“A Speech is not an essay up on its hind legs!”
The biggest difference between preparing a speech and preparing an essay is the audience. The essay’s audience—a reader—takes in the written ideas through the eyes. A public presentations’ audience, however, understands the speaker’s ideas by seeing, hearing and “feeling” the speaker by using their eyes, ears and heart. If an essay’s ideas aren’t clear, its audience can read the words over and over again. When speaking in front of a live audience, however, you only have one shot at getting your point across.
Good news! You can get your point across in one shot with structure.
I like to think of a speech as a journey that you and your audience take together. You don’t want to lose your audience, so plan for a clear beginning (introduction), middle (body) and end (conclusion).

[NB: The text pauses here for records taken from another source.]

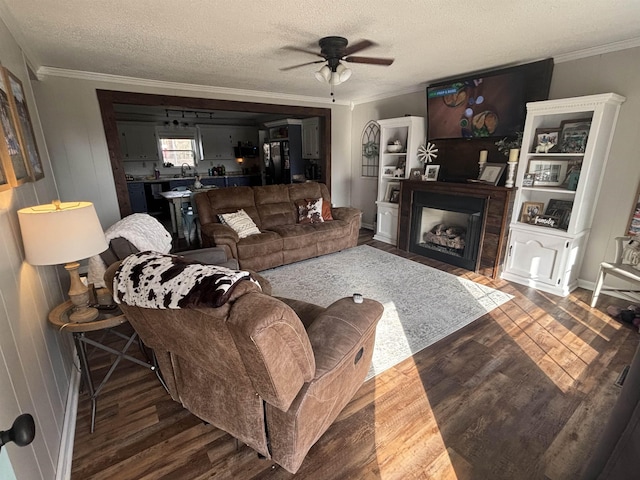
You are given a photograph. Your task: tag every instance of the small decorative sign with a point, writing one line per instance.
(547, 221)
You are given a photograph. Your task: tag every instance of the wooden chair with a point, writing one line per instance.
(621, 268)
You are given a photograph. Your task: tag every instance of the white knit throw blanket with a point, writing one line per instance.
(142, 230)
(152, 280)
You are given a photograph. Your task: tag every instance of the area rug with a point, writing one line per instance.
(421, 304)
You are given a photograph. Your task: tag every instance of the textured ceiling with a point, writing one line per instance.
(238, 43)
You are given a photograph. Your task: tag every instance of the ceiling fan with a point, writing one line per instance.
(334, 51)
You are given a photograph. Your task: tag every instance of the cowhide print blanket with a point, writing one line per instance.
(155, 280)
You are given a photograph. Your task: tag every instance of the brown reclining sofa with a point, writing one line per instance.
(282, 239)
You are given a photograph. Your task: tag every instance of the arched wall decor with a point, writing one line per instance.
(370, 149)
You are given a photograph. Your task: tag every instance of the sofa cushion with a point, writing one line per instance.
(226, 200)
(298, 235)
(259, 245)
(309, 210)
(240, 222)
(274, 206)
(326, 211)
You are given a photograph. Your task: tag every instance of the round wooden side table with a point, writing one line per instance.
(107, 320)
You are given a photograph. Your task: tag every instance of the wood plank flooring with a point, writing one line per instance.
(521, 393)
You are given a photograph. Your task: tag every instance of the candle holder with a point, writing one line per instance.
(511, 173)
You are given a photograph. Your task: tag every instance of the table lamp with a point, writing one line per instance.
(64, 232)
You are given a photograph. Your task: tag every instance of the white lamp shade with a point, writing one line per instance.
(56, 234)
(324, 74)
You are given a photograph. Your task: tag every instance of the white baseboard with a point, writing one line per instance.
(65, 456)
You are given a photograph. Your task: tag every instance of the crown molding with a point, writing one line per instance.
(599, 50)
(44, 72)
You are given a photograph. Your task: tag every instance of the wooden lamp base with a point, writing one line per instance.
(79, 295)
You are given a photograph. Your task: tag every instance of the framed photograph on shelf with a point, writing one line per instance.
(13, 159)
(394, 197)
(530, 210)
(528, 180)
(574, 135)
(391, 186)
(431, 173)
(23, 122)
(548, 173)
(415, 173)
(547, 140)
(560, 209)
(633, 226)
(491, 173)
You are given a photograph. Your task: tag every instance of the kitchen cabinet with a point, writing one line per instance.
(311, 138)
(217, 141)
(138, 141)
(552, 213)
(410, 132)
(239, 181)
(217, 181)
(137, 197)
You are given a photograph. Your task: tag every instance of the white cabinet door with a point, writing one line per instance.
(536, 257)
(387, 224)
(311, 138)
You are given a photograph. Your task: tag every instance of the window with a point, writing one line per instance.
(370, 147)
(178, 146)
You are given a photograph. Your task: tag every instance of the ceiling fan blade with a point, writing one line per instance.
(370, 60)
(300, 65)
(356, 47)
(297, 49)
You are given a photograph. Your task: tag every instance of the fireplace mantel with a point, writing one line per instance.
(495, 228)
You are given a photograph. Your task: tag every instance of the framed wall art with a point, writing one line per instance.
(22, 120)
(491, 173)
(431, 173)
(574, 135)
(13, 159)
(548, 173)
(530, 210)
(415, 173)
(391, 187)
(547, 140)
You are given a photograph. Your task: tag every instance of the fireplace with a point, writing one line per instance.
(462, 224)
(447, 228)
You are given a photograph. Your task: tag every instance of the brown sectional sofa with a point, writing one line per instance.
(282, 240)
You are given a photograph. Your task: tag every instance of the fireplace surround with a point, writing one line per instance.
(465, 225)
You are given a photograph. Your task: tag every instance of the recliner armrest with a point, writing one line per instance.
(339, 330)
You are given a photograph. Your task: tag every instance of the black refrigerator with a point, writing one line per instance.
(283, 161)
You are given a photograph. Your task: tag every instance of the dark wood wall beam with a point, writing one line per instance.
(107, 99)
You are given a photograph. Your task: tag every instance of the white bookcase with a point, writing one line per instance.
(549, 258)
(410, 133)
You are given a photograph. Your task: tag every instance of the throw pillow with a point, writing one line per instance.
(240, 222)
(310, 210)
(326, 211)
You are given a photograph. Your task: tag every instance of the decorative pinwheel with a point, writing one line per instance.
(427, 153)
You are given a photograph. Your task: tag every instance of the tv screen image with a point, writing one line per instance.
(490, 104)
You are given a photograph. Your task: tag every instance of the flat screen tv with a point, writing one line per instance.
(487, 104)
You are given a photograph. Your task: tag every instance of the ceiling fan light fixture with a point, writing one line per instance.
(324, 74)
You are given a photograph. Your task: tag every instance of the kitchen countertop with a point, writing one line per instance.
(150, 179)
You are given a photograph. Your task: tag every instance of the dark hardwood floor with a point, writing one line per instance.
(521, 393)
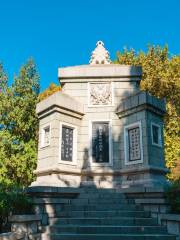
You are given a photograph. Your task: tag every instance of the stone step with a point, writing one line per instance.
(89, 207)
(107, 237)
(102, 195)
(101, 201)
(89, 190)
(108, 213)
(106, 229)
(105, 221)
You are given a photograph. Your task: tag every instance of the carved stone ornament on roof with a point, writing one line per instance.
(100, 55)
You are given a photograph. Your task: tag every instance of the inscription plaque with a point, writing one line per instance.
(67, 144)
(134, 144)
(100, 142)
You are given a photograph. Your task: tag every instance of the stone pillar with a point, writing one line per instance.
(144, 148)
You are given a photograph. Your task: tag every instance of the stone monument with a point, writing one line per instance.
(100, 130)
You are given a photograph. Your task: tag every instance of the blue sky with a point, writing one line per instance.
(64, 32)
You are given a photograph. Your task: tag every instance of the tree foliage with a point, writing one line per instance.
(49, 91)
(161, 77)
(18, 125)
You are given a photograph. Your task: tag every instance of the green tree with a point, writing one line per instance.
(161, 77)
(19, 126)
(49, 91)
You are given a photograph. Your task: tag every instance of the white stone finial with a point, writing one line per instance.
(100, 55)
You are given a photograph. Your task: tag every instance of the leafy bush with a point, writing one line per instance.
(13, 200)
(173, 195)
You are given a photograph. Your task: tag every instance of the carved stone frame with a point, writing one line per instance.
(101, 105)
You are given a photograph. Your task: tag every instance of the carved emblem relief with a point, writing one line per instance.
(100, 94)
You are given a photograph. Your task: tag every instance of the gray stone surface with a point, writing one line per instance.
(126, 105)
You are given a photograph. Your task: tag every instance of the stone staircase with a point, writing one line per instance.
(102, 214)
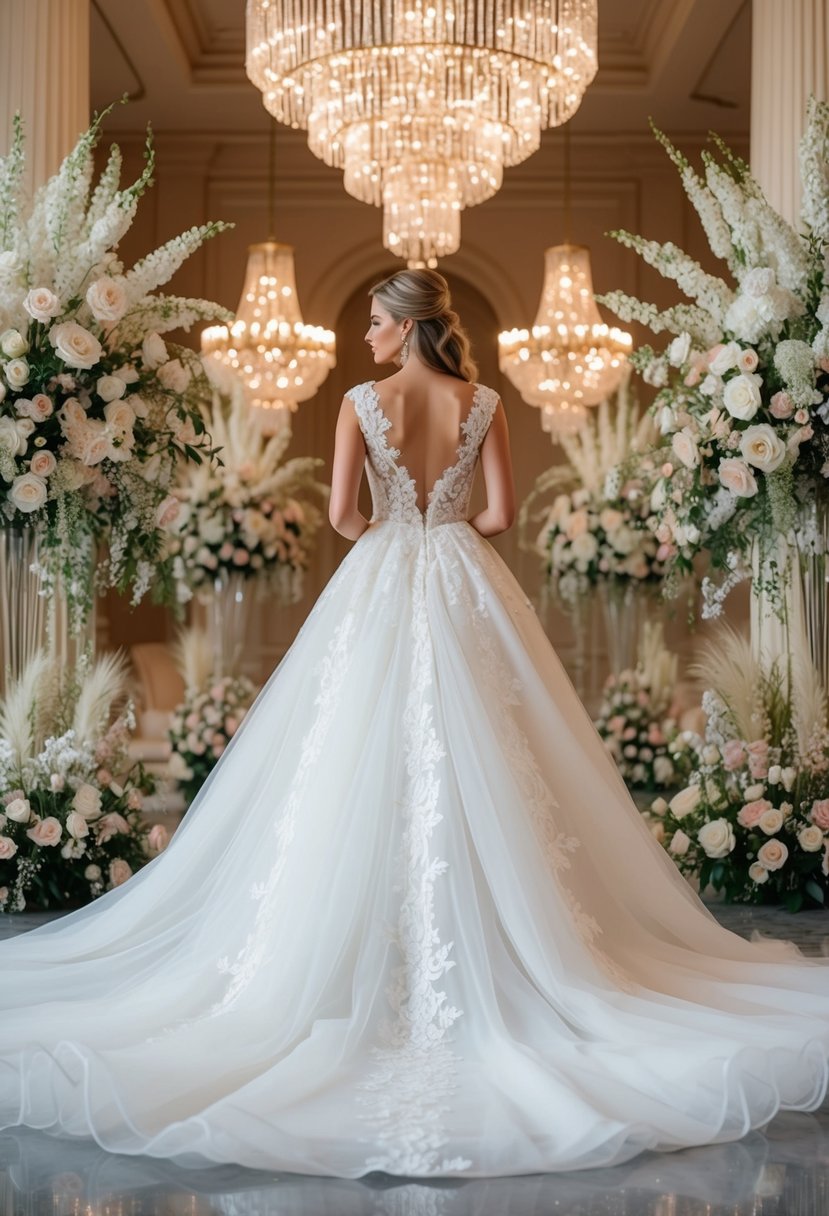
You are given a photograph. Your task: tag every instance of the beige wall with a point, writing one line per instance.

FIRST: Decide where you’re going. Where are you taking your audience? We call this your PURPOSE, and speakers often begin their planning by writing a purpose statement.
Purpose statements are ambitious, active and audience focused.
Here are some examples:
- My purpose is to teach my audience three ways they can turn data into clear, useful charts.
- My purpose is to persuade my audience to vote for this new idea because it’s affordable, quick to implement and will have long-lasting positive impact.
- My purpose is to inspire my audience by sharing research that may predict sustainable life on Mars.
A purpose statement is critical in speech planning because:
- It keeps you “one sentence clear.” You know where you’re headed with the audience.
- It basically writes the body of your speech for you. (three ways to turn data into charts; vote because it’s affordable, quick and lasting; the two to three ways my research might predict sustainability on Mars...)
- It gives you a way to evaluate how successful you were after your presentation. Ask yourself: Did I achieve my purpose?
Now that you have your purpose statement, you can write your Introduction, right? WRONG!
Begin writing your speech by outlining the body of the speech first. Then write the introduction. You can’t introduce what you haven’t written yet, so begin with the body of the speech first.
Ultimately, the outline of your speech will have an introduction, a body and a conclusion.
- Engage the audience. Start with a story, a startling statement, statistic, or a question that grabs your audience’s attention. The best presentations begin by answering “why...” In other words, why you are excited about your research or speech topic, and most important, why the audience should care. Watch Simon Sinek’s TED talk for inspiration.
- Focus the presentation. Now that your audience knows why they should care, state your thesis or goal. Let your audience know what they’ll learn.
- Preview the presentation’s structure, content or approach to let the audience know how the presentation will unfold.
Organize your talk logically and clearly around 2-3 main points or arguments. For each major section of your presentation, follow the “4 S Structure”1:
- Signpost the point (“First, I’m going to point out the problem with...” My second argument is that...” “Now let me explain my methodology.”)
- State the point clearly and succinctly
- Support the point with data, cases, description, relevant studies, etc.
- Summarize the point
Then make a clear transition to the next major section.
Summarize and re-focus. Review key points or arguments. Restate the thesis.
- Close. Create a closing statement. Nodding back to the introduction can alert the audience that the speech has come to an end and provides a satisfying sense of final closure. Avoid using “Thank you” as your conclusion. Wait until the audience applauds. Then, thank them for that.